Chromotography tool to streamline ion analysis

Supplier of analytical instruments Thermo Fisher Scientific has released a chromatography instrument that it says will improve reliability and efficiency by streamlining ion analysis and expanding analytical testing capabilities for ionic and small polar compounds.

The product, called the Thermo Scientific Dionex Inuvion Ion Chromatography (IC) system, aims to make ion analysis simpler and more intuitive for labs of all sizes. The instrument is designed to be easily reconfigurable, providing those who require determination of ionic and small polar compounds with one instrument with which to conduct ion analysis.

As safety concerns increase around the food and water supply, scientists will require versatile and sensitive instruments for adequate testing and analysis. The Dionex Inuvion IC system equips environmental, industrial, municipal water, and food and beverage labs with the necessary equipment to determine ionic contaminants in water. The technology also helps identify corrosive contaminants in oil and gas, as well as provide quality assurance and quality control of small ionic compounds in food, beverage, and pharmaceuticals.

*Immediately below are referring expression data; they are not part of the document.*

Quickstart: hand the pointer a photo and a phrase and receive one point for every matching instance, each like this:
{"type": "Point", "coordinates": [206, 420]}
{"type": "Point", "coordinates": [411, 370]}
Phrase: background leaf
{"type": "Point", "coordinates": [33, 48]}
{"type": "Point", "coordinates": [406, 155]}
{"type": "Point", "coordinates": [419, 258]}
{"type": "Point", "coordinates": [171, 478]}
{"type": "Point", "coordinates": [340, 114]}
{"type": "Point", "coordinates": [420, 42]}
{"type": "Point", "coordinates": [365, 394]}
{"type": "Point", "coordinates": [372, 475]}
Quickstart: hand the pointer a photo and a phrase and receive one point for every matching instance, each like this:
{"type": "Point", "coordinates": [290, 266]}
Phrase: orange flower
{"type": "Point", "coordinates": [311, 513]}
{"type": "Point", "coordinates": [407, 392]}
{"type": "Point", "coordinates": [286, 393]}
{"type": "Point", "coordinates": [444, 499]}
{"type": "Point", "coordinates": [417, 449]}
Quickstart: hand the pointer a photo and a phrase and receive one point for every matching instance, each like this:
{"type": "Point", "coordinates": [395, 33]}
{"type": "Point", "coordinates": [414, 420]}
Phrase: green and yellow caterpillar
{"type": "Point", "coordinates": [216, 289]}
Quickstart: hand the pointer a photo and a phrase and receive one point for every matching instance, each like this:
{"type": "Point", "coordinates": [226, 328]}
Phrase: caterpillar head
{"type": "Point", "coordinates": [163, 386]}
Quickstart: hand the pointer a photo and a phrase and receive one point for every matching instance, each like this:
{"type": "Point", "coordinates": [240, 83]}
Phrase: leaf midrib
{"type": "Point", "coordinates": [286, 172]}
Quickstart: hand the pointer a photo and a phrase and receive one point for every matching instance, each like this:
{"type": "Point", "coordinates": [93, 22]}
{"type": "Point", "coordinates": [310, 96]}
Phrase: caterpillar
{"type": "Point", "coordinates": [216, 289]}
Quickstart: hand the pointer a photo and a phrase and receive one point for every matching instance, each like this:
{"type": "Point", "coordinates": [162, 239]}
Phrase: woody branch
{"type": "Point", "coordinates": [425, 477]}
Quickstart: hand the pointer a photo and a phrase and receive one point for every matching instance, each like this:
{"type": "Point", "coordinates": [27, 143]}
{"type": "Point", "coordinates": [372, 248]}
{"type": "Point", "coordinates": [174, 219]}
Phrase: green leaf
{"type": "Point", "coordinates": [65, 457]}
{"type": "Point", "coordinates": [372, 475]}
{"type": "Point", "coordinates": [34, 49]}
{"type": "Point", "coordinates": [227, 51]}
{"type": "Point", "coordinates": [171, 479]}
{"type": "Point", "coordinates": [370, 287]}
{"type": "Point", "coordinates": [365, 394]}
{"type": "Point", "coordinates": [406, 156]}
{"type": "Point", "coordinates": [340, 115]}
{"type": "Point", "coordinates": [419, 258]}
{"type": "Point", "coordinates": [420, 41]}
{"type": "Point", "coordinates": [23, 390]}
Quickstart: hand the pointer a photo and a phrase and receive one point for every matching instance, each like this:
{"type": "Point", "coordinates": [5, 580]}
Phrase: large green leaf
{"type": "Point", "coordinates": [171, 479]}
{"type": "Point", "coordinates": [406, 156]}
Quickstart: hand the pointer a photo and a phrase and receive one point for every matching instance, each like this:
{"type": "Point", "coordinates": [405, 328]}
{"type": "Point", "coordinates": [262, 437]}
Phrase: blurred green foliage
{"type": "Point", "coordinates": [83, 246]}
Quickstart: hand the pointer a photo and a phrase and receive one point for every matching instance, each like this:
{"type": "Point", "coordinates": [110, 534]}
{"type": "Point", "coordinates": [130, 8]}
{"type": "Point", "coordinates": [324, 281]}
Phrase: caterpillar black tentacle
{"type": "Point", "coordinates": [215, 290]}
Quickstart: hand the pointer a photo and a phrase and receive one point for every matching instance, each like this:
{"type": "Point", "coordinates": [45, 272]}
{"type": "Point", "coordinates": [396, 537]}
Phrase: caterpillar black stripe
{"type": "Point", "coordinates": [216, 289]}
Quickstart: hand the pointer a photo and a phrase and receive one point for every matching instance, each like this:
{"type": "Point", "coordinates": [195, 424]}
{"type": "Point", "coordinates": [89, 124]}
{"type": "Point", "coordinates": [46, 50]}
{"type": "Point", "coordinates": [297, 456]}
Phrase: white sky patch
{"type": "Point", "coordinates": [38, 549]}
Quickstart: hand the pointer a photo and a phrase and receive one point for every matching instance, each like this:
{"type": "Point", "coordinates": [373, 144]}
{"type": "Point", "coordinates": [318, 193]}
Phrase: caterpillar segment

The Dionex Inuvion system helps meet labs’ needs to operate more efficiently with easily configurable workflows and a small footprint, according to the company. The flexible platform can be tailored to meet current analytical requirements and  extend IC capabilities to adapt to changing sample types and workflow requirements in the future.

Lidija Raicevic, vice president and general manager of Ion Chromatography and Sample Preparation at Thermo Fisher Scientific said: “As the originator of ion chromatography, we continue to lead innovation in all areas of instrumentation and column chemistry to meet our customers’ growing needs for better resolution, faster results, and intuitive lab experience,” said 

The Dionex Inuvion IC system features  advanced pump technology that the company claims improves speed, quality, and reproducibility.